Another way would be to show that each component goes to zero. For instance, if $H(\mathbf{r})= ( H_x(\mathbf{r}) , H_y(\mathbf{r}) , H_z(\mathbf{r}) )$ and $\hat{r} = (r_x,r_y,r_z)$, then the integrand for the x-component of the integral is $H_y(\mathbf{r})r_z - H_z(\mathbf{r})r_y $. If we assume that $H_y(\mathbf{r}) = H_y(\mathbf{0}) + \varepsilon_y(\mathbf{r})$ and $H_z(\mathbf{r}) = H_z(\mathbf{0}) + \varepsilon_z(\mathbf{r})$, then for $\mathbf{r} \in \Omega_R $
$$ \left|\frac{H_y(\mathbf{r})r_z - H_z(\mathbf{r})r_y}{|\mathbf{r}|^3} - \frac{H_y(\mathbf{r_0})r_z - H_z(\mathbf{r_0})r_y}{|\mathbf{r}|^3} \right|= \left|\frac{\varepsilon_y(\mathbf{r})r_z - \varepsilon_z(\mathbf{r})r_y}{|\mathbf{r}|^3} \right| \leq \frac{|\varepsilon_y(\mathbf{r})r_z| + |\varepsilon_z(\mathbf{r})r_y|}{|\mathbf{r}|^3} < \frac{|r_z| + |r_y|}{|\mathbf{r}|^3} \varepsilon $$
where $\varepsilon$ is the maximum of the supremum (over $\Omega_R$) of $|\varepsilon_y(\mathbf{r})|$ and $|\varepsilon_z(\mathbf{r})|$. The above bound cannot be used to show that the integral goes to zero because after integration we will be left with $|\mathbf{r}|$ in the denominator.

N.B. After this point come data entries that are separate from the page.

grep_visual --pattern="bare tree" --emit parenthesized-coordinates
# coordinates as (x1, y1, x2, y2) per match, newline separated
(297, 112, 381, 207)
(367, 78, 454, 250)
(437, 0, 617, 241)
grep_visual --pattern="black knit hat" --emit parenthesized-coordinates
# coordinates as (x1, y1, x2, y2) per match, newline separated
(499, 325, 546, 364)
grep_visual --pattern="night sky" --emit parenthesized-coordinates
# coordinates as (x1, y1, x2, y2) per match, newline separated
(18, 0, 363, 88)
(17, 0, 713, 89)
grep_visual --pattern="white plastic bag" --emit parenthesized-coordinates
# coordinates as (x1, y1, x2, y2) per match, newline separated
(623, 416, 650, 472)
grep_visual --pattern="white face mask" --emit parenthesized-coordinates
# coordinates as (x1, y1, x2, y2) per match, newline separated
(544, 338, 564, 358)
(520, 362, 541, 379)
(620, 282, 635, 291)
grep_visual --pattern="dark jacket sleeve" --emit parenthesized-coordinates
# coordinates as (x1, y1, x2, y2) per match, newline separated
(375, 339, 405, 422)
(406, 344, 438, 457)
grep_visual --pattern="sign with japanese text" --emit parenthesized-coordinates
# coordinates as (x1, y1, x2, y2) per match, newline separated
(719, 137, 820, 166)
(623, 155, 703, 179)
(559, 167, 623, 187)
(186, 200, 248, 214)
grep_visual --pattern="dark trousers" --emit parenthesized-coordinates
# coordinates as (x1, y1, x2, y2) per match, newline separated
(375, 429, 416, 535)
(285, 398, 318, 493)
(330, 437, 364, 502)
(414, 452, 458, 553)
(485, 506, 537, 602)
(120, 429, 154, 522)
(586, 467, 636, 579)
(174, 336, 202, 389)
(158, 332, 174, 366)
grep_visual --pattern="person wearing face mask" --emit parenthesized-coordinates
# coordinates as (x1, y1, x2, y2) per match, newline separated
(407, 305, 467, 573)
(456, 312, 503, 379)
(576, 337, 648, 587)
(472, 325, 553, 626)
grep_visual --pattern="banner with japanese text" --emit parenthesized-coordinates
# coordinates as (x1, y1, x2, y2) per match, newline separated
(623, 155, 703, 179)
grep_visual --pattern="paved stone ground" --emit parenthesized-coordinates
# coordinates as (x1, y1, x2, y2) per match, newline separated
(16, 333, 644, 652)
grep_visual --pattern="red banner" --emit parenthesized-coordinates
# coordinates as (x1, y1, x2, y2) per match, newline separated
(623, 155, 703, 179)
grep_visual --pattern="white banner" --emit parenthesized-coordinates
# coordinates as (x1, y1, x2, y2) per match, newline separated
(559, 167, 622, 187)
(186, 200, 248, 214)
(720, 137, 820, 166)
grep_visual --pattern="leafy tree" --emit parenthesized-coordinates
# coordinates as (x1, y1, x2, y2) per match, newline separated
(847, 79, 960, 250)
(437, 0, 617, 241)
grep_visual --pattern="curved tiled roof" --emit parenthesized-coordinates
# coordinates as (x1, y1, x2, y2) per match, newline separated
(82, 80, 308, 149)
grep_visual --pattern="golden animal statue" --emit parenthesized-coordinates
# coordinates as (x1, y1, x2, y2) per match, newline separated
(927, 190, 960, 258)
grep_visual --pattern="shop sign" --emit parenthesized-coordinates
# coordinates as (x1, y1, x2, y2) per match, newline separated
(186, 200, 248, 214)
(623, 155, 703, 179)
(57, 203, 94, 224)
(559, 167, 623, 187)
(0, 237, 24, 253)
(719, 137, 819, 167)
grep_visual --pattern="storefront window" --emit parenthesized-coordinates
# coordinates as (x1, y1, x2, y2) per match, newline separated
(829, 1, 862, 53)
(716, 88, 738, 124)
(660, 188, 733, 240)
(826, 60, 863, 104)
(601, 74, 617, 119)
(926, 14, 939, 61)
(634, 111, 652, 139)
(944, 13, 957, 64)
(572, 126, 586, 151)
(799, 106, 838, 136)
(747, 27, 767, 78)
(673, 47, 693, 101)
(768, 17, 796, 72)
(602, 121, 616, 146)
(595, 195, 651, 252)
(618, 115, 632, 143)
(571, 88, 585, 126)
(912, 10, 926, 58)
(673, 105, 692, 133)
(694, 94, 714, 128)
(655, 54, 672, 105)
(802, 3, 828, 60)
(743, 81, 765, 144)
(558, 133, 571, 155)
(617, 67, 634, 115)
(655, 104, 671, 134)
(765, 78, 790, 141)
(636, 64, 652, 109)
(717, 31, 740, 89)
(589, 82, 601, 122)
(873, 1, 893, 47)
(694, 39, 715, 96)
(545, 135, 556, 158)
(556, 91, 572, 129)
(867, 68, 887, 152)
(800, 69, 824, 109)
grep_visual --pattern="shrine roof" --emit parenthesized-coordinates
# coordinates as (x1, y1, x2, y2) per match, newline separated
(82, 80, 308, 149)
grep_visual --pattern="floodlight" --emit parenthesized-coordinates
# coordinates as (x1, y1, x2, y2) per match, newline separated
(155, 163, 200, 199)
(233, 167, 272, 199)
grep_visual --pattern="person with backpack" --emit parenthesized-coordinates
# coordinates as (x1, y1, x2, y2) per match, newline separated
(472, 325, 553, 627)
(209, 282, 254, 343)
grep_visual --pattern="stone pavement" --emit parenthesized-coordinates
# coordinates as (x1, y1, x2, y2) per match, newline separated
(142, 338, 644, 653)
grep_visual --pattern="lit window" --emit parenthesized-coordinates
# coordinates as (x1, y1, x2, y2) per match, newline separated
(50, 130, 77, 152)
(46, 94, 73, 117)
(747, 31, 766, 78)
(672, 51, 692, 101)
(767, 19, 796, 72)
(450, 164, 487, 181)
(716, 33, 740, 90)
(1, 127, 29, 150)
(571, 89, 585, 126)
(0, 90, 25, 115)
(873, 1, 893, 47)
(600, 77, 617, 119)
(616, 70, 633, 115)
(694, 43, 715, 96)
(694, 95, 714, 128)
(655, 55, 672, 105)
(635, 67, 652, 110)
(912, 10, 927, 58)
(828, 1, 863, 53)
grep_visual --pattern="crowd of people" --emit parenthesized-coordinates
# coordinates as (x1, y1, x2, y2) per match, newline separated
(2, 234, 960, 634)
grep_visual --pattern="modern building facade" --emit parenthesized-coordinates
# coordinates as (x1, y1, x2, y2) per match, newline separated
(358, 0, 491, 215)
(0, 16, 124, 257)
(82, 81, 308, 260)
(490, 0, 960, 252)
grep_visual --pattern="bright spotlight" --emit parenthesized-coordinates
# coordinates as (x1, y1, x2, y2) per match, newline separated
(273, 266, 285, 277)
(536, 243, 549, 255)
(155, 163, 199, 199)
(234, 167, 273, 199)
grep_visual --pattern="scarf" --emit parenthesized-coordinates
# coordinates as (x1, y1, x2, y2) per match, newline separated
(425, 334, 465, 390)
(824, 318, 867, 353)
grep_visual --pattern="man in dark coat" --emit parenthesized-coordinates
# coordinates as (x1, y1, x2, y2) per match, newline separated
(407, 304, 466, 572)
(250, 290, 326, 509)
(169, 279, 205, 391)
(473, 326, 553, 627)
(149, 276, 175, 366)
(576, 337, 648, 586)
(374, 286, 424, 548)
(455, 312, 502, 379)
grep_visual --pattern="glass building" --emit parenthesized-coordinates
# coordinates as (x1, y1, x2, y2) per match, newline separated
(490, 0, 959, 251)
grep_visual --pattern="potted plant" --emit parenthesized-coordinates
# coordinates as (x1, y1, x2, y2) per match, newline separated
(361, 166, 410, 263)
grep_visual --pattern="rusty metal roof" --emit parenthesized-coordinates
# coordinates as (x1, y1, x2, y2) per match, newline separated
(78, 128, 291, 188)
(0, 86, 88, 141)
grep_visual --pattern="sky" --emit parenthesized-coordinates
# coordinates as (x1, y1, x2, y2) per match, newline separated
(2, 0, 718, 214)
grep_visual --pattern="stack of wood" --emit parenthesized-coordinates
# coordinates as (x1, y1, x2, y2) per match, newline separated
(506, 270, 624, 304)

The claim is wrong. Consider the field $${\bf H}({\bf r}):=(y,-x,0)\ .$$ Using the parametrization $${\bf r}(\phi,\theta):=R(\cos\theta\cos\phi,\cos\theta\sin\phi,\sin\theta)$$ of $\Omega_R$, whereby $\phi$ and $\theta$ are geographical coordinates, we have $$\hat r=(\cos\theta\cos\phi,\cos\theta\sin\phi,\sin\theta),\qquad {\rm d}\omega=R^2\cos\theta\>{\rm d}(\phi,\theta)\ ,$$ and $${\bf H}\bigl({\bf r}(\phi,\theta)\bigr)\times\hat r=R(-\cos\theta\sin\theta\cos\phi,\ -\cos\theta\sin\theta\sin\phi,\ \cos^2\theta)\ .$$ The first two components of the integral $$\int_{\Omega_R}{{\bf H}({\bf r})\times\hat r\over|{\bf r}^3|}\>{\rm d}\omega$$ then vanish trivially, and for the third component we obtain $${1\over R^3}\cdot 2\pi R\cdot \int_{-\pi/2}^{\pi/2}\cos^2\theta\cdot R^2\cos\theta\>d\theta={8\pi\over3}\ ,$$ and this does not converge to $0$ when $R\to0+$.